Qofcheez said 2 years ago 1/13/2010 2:43:38 AM EDT

No matter what you are cutting out, quickmask is a slow, but precise method for doing so, and a popular way to work.

In this example, I'm using a picture of a frog that I already tried cutting out with the extract tool (as explained in my first tutorial). Most of it was fine, but I'm missing some fingertips. In this tutorial, I'm going to show you how to recover the missing information using quickmask. I can also use that tool to cut out the whole image, but personally I try to leave it to the extract tool to do most of the dirty work.

Qofcheez said 2 years ago 1/13/2010 2:45:21 AM EDT

In my layers palette I can see both the original image (background) and the extracted one - background copy 3. I'm going to highlight that one so it is active.

Qofcheez said 2 years ago 1/13/2010 2:46:41 AM EDT

Now - here's a useful little tool. Go to the select menu and click on load selection. This will automatically choose your extracted frog.

Qofcheez said 2 years ago 1/13/2010 2:47:49 AM EDT

Now it's time to enter quickmask mode. At the bottom of your tools, just under the color selector is a button that looks like a rectangle with a circle in it. You need to press that.

Qofcheez said 2 years ago 1/13/2010 2:58:19 AM EDT

When press this the 'dancing ants' will disappear and all the parts you didn't cut out will appear PINK.

Qofcheez said 2 years ago 1/13/2010 3:01:14 AM EDT

You'll notice exactly the pieces that weren't able to cut out in the first place - those missing fingertips as a darker pink. If we want to get those fingertips back, we are going to have to 'erase' that pink area to tell the program that we actually want those pieces.

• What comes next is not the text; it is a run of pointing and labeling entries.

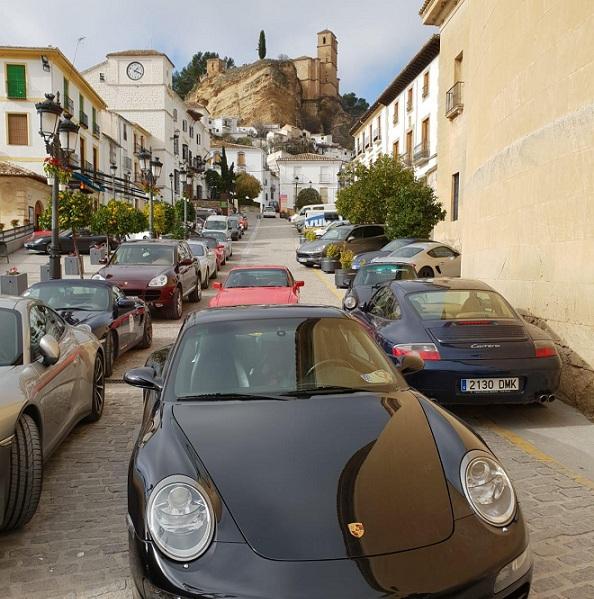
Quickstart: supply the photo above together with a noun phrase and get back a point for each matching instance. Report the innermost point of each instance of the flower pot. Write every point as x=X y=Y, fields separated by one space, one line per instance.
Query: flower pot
x=343 y=278
x=13 y=284
x=329 y=265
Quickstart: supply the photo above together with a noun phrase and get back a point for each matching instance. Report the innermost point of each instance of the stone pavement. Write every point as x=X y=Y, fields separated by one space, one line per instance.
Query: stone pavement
x=76 y=544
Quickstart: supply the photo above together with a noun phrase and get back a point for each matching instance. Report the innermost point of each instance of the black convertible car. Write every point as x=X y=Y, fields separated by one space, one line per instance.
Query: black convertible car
x=476 y=347
x=308 y=469
x=118 y=321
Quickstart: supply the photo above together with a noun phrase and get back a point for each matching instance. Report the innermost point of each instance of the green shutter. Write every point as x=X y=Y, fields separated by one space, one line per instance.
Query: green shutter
x=15 y=81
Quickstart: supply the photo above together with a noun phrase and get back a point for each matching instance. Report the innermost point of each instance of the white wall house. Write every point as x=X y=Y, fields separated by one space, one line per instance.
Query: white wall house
x=307 y=170
x=138 y=85
x=403 y=120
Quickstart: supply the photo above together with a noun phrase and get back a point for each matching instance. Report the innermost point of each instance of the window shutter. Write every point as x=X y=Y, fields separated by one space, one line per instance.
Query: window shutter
x=16 y=85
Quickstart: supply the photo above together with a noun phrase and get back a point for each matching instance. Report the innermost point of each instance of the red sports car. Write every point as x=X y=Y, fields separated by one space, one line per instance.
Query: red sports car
x=257 y=285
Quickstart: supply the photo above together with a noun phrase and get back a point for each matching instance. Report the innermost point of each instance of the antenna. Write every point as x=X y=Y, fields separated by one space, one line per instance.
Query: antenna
x=78 y=41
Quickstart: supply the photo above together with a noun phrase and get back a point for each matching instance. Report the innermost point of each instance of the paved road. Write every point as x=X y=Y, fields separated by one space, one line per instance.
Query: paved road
x=75 y=546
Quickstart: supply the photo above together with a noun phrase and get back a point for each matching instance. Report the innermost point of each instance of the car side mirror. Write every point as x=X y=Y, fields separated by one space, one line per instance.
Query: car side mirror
x=411 y=363
x=143 y=378
x=49 y=350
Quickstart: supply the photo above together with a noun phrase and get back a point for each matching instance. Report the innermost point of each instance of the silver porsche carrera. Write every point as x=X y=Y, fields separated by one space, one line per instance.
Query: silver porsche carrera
x=52 y=375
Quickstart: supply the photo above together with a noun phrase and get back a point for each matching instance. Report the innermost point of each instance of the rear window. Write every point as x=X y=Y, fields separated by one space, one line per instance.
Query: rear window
x=460 y=304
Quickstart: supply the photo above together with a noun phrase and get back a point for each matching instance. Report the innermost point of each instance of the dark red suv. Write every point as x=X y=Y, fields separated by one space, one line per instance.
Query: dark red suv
x=161 y=272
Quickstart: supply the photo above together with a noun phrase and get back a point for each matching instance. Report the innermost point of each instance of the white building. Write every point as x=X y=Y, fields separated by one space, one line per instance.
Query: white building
x=307 y=170
x=138 y=85
x=402 y=122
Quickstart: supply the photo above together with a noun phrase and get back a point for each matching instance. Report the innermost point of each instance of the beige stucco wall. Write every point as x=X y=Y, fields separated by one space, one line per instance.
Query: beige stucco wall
x=527 y=149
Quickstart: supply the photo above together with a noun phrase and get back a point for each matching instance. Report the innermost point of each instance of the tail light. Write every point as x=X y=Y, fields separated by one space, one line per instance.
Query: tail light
x=544 y=349
x=427 y=351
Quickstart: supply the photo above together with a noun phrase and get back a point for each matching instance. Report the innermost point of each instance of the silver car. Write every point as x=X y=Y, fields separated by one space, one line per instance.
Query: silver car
x=53 y=376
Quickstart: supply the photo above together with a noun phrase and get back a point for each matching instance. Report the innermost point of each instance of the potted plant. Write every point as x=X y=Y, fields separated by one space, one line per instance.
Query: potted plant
x=330 y=261
x=345 y=274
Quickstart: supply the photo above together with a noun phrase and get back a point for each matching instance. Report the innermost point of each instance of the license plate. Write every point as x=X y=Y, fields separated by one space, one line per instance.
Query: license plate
x=499 y=385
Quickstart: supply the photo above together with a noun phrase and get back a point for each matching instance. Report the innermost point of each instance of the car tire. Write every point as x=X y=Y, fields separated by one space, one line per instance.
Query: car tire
x=98 y=390
x=175 y=310
x=196 y=293
x=26 y=474
x=147 y=331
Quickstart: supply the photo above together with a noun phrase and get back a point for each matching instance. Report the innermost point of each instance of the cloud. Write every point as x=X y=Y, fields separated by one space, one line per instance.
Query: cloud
x=376 y=37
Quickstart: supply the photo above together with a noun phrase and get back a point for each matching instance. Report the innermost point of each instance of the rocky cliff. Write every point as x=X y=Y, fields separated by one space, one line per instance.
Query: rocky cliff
x=269 y=91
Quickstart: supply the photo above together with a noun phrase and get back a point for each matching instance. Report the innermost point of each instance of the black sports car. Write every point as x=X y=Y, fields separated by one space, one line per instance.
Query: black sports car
x=476 y=347
x=307 y=468
x=372 y=276
x=119 y=322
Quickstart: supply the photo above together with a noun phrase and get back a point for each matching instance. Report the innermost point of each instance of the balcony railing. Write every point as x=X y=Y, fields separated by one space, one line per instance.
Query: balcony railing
x=454 y=103
x=421 y=153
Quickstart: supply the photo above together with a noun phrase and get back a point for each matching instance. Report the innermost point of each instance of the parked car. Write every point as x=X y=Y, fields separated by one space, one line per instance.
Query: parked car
x=53 y=376
x=395 y=244
x=85 y=241
x=257 y=285
x=357 y=238
x=476 y=348
x=430 y=259
x=309 y=460
x=370 y=277
x=162 y=272
x=119 y=322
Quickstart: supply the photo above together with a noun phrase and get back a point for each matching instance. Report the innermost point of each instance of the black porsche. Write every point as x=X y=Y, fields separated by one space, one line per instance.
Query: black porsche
x=477 y=348
x=306 y=468
x=119 y=322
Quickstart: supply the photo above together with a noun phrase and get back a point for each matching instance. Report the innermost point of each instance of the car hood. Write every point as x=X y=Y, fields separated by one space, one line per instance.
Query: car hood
x=294 y=474
x=252 y=295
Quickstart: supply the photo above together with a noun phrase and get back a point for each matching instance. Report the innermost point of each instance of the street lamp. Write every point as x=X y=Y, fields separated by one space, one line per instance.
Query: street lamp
x=60 y=139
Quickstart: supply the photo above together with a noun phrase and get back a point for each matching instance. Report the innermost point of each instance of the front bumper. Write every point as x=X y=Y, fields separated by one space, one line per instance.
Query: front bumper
x=441 y=380
x=464 y=566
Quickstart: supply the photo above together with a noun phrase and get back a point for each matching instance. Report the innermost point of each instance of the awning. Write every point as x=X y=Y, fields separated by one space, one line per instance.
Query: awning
x=87 y=181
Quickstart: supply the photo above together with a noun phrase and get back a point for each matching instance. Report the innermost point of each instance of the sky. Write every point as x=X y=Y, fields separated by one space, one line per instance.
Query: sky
x=375 y=37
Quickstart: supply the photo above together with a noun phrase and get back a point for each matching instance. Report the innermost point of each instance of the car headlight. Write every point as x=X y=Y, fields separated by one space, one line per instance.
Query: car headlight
x=158 y=281
x=350 y=302
x=488 y=488
x=180 y=518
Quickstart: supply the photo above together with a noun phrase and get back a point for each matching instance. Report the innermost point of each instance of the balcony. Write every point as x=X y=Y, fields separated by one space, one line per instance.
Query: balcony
x=454 y=104
x=421 y=153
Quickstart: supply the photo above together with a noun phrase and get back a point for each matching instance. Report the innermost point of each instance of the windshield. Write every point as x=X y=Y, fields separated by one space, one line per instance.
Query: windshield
x=281 y=356
x=337 y=233
x=72 y=296
x=144 y=254
x=11 y=348
x=263 y=277
x=375 y=274
x=460 y=304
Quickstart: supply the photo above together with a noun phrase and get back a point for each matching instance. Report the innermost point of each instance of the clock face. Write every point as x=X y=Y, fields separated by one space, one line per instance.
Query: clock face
x=135 y=71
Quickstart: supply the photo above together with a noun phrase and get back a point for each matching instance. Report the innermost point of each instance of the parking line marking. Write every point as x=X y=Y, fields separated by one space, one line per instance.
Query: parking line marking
x=539 y=455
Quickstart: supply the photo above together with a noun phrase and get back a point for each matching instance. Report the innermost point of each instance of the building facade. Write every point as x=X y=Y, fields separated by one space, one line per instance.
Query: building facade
x=402 y=122
x=516 y=170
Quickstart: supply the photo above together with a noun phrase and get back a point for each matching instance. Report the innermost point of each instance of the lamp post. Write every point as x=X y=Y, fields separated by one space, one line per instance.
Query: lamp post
x=151 y=171
x=60 y=137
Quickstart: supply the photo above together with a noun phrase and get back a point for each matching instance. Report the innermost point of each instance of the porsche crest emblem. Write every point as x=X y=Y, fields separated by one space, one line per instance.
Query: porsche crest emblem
x=357 y=529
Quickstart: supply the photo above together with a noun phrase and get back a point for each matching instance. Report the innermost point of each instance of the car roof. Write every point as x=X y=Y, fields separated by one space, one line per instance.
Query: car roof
x=262 y=312
x=440 y=284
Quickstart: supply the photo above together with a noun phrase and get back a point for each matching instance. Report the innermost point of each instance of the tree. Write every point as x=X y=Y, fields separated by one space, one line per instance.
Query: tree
x=388 y=192
x=354 y=105
x=247 y=187
x=262 y=45
x=306 y=196
x=186 y=79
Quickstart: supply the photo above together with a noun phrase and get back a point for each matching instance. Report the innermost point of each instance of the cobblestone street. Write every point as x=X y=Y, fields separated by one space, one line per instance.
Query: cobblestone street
x=76 y=545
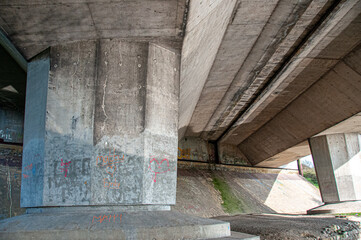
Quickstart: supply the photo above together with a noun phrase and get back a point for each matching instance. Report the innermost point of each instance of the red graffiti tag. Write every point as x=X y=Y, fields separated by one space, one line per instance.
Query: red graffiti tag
x=66 y=167
x=158 y=167
x=107 y=217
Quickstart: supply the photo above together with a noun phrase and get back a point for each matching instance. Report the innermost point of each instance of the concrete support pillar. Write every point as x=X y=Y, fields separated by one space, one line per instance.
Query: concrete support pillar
x=100 y=145
x=106 y=115
x=337 y=160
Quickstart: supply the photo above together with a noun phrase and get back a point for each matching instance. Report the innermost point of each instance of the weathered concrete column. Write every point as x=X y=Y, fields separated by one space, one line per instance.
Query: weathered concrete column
x=337 y=160
x=106 y=115
x=100 y=146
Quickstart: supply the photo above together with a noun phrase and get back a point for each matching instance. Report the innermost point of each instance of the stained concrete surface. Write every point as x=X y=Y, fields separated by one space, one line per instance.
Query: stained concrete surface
x=97 y=224
x=102 y=123
x=35 y=25
x=10 y=181
x=11 y=126
x=295 y=227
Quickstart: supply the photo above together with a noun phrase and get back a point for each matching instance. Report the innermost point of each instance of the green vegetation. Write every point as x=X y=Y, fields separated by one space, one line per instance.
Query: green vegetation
x=231 y=203
x=348 y=214
x=310 y=175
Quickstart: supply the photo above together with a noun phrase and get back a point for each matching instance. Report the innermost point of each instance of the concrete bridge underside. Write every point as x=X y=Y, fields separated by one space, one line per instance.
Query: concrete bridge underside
x=263 y=78
x=261 y=75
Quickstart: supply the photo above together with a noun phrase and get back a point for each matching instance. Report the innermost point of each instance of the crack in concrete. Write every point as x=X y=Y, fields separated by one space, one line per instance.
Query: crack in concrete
x=103 y=103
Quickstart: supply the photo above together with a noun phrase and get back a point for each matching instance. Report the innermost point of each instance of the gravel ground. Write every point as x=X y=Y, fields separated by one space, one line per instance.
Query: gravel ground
x=276 y=226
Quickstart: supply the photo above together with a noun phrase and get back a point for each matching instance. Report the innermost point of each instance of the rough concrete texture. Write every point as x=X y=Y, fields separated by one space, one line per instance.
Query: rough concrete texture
x=332 y=99
x=268 y=59
x=200 y=150
x=295 y=227
x=337 y=208
x=195 y=149
x=11 y=126
x=230 y=154
x=337 y=159
x=35 y=25
x=112 y=225
x=289 y=155
x=207 y=22
x=10 y=181
x=239 y=236
x=34 y=131
x=111 y=125
x=259 y=190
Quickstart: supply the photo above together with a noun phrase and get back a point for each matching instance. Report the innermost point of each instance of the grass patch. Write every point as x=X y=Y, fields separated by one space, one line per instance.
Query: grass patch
x=231 y=203
x=348 y=214
x=310 y=176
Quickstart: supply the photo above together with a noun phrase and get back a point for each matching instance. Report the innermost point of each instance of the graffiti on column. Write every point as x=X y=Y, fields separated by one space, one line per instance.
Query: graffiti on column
x=5 y=136
x=184 y=153
x=108 y=218
x=110 y=163
x=158 y=167
x=30 y=170
x=65 y=165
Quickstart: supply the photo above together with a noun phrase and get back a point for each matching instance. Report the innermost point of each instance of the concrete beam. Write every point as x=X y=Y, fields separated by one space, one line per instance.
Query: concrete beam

You'll notice too that when we entered quickmask, any colors you might have chosen from before have changed to black and white. That's because when we paint with white the pink disappears. When you paint with black the pink appears

The power of this tool is how you are able to control the edges. Softer brushes - softer edges. Hard brush, hard edge. Different opacities make a different too. The possibilities are endless as to what you want to do. In this case, a hard brush will do just fine.

Qofcheez said 2 years ago 1/13/2010 3:04:03 AM EDT

Now click the quickmask button again. The pink will disappear and the dancing ants are back - but this time they are in the shape of the full frog, fingertips and all.

Go back to your layers and this time highlight the bottom layer.

At the same time I'm going to choose the lasso tool. It really doesn't matter which one. We aren't exactly using it.

Qofcheez said 2 years ago 1/13/2010 3:05:16 AM EDT

What can I do with that? Well when I right click my frog, I can choose layer via copy. This 'cuts out' the full frog and makes a new layer out of it.